3 is a diagram showing a clock output waveform, a power supply potential waveform, and a ground potential waveform in the block diagram shown in FIG.

FIG. 4 is a block diagram of a clock drive circuit according to a second embodiment of the present invention.

FIG. 5 is a block diagram of an LSI in which a clock drive circuit according to an example of the related art is mounted.

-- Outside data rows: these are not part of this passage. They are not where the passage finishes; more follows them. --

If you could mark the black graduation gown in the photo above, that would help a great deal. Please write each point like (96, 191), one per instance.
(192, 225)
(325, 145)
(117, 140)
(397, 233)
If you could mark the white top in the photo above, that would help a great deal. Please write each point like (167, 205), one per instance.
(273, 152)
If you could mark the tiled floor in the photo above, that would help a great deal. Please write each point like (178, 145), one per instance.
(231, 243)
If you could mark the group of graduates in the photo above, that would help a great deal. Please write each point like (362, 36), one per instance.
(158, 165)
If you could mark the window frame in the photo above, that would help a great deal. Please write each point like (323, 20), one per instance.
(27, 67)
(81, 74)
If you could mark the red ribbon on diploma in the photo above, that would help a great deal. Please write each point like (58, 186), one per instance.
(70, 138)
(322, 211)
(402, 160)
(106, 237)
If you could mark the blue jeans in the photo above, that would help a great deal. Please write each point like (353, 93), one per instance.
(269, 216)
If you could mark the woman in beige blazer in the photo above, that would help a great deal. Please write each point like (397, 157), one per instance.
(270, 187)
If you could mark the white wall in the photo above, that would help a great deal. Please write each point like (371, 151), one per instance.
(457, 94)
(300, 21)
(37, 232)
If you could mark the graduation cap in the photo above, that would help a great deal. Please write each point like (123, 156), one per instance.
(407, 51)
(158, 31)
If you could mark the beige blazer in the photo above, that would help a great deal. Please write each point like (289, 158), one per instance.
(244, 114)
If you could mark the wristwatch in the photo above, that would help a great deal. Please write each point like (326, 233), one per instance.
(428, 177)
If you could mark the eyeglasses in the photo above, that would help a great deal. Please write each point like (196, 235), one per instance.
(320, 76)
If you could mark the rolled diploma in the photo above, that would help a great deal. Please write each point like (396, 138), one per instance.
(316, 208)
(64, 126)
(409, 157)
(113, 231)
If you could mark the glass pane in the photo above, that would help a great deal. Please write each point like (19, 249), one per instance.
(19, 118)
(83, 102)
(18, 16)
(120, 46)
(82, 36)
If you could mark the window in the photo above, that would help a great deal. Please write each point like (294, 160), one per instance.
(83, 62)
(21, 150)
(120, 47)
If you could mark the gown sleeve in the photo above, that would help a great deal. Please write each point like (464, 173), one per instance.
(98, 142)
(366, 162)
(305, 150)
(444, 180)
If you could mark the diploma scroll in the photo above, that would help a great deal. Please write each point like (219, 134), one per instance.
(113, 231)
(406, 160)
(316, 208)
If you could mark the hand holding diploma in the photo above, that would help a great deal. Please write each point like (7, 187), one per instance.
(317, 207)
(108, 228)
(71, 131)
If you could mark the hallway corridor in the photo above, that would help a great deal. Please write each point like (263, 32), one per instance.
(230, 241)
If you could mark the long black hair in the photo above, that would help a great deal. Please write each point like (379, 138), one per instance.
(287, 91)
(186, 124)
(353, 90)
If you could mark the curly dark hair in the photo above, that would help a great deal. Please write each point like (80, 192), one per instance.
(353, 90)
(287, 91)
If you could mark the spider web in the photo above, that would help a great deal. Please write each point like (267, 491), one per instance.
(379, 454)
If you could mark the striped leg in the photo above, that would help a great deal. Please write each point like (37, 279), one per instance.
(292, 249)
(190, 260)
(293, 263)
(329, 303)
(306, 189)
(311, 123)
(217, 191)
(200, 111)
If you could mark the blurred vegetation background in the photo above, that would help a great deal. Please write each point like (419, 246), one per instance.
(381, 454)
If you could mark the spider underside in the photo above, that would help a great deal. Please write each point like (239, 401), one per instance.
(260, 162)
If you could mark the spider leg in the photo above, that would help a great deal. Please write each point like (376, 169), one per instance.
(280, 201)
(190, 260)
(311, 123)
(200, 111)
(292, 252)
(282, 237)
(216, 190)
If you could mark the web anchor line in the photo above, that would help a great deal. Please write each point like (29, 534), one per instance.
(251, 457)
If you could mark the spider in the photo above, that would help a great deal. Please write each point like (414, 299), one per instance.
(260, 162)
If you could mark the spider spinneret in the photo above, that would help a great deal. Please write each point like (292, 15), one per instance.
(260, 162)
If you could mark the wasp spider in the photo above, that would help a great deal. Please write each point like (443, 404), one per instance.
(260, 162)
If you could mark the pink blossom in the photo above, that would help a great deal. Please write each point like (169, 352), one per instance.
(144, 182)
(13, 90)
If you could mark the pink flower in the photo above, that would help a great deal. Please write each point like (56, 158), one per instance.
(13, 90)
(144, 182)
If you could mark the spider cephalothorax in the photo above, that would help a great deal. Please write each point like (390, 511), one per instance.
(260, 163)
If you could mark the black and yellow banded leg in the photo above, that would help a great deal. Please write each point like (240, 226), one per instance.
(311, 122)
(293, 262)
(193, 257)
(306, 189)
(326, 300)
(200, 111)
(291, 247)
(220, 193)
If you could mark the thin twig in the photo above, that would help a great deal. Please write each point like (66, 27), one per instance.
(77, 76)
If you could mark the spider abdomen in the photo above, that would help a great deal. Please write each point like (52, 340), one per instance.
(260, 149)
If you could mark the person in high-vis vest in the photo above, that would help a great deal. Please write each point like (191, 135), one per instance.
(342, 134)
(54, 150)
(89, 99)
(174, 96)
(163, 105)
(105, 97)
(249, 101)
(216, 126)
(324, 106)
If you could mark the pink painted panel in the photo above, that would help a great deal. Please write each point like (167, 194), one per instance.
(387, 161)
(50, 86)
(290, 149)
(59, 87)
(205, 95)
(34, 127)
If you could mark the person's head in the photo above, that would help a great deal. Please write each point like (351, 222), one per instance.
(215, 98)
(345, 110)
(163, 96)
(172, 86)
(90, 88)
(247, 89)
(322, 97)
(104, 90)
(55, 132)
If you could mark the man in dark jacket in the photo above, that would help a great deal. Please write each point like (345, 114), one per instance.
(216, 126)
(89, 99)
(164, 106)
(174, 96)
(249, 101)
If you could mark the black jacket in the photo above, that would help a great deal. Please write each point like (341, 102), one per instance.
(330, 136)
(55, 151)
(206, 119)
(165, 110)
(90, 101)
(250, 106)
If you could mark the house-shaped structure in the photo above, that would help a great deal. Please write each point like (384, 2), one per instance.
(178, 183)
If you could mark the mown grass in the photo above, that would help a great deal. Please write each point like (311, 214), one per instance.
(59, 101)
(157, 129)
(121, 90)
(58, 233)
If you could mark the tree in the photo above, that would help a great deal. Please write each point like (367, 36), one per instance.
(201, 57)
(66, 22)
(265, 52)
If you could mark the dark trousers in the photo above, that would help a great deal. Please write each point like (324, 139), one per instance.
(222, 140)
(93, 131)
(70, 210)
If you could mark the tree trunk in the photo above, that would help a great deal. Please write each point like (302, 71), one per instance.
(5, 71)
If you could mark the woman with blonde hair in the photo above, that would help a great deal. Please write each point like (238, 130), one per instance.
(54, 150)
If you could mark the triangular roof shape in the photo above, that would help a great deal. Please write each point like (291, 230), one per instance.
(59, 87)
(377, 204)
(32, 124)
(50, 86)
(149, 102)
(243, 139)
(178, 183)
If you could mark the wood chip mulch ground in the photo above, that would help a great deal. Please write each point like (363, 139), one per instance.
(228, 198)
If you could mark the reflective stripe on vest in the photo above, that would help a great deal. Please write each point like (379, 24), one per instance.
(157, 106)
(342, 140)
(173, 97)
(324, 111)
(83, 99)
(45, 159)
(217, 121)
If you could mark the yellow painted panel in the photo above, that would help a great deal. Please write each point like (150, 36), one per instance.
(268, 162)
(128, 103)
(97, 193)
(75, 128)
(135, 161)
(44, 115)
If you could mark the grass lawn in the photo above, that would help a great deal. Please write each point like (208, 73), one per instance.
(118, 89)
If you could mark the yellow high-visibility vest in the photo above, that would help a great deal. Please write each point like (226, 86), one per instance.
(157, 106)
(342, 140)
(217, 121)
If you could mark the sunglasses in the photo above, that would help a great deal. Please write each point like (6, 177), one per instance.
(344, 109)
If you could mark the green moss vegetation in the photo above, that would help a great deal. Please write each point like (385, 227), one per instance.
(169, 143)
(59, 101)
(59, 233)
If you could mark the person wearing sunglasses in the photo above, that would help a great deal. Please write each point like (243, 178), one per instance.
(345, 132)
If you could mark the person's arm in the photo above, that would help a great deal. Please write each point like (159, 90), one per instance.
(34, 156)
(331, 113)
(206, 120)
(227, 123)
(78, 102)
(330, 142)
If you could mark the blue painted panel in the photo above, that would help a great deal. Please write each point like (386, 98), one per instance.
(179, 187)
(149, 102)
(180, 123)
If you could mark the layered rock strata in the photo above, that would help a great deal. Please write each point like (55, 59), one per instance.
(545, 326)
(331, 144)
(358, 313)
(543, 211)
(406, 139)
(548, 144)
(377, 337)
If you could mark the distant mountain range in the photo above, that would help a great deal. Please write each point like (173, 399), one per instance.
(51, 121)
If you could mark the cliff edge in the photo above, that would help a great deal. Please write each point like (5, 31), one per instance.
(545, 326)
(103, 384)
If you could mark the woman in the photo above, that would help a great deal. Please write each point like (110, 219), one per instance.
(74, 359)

FIG. 6 is a block diagram of an LSI equipped with another example of a clock drive circuit according to a conventional technique.

[Explanation of symbols]

 1 frequency counter 2 driver 3 comparison circuit 4 memory 5A, 5B, 5C, 5D 3 state buffer 6 buffer 41 driver 42 3 state buffer 43 control circuit 44 inverter buffer 45 inverter 46 transfer gate 51 buffer 52 3 state buffer 53, 54 logic circuit 55 wiring 56 clock signal input terminal 57 control signal input terminal 58 clock drive circuit 61, 62 crystal oscillator connection terminal 63 oscillator circuit 65 CPU 66 peripheral circuit

Claims (3)

(57) [Claims] 1. A clock drive circuit, which receives an externally applied clock signal as an input and transmits the clock signal to a load circuit, wherein the driving capability for the load is automatically determined in accordance with a change in the frequency of the clock signal. A clock drive circuit having a configuration that is changed and changed. 2. A driver having a configuration in which a plurality of three-state buffers to which an externally supplied clock signal is input are connected in parallel by connecting input points and output points, and a frequency of the clock signal is detected. Means for detecting which of a plurality of frequency bands the frequency of the detected clock signal belongs to, and a three-state buffer in an active state in the driver according to the frequency band to which the clock signal belongs And a means for changing the driving ability with respect to the load of the driver by controlling the number. 3. A driver having a configuration in which a plurality of three-state buffers to which an externally applied clock signal is input are connected in parallel by connecting their input points and output points, and the frequency of the clock signal is detected. A frequency counter, a memory circuit that stores at least one predetermined frequency value, and a comparison circuit that compares the frequency of the clock signal detected by the frequency counter with the frequency value stored in the memory circuit. And generating a plurality of binary signals whose respective states are determined in accordance with the comparison result in the comparison circuit, and activating or deactivating the plurality of three-state buffers by the plurality of binary signals. And a control circuit that controls each buffer independently, and a combination of states of the plurality of binary signals changes according to a comparison result in the comparison circuit. The clock drive circuit, characterized in that the actual number of parallel connections of the three-state buffer by changing, configured as drive capability to change the load of the driver.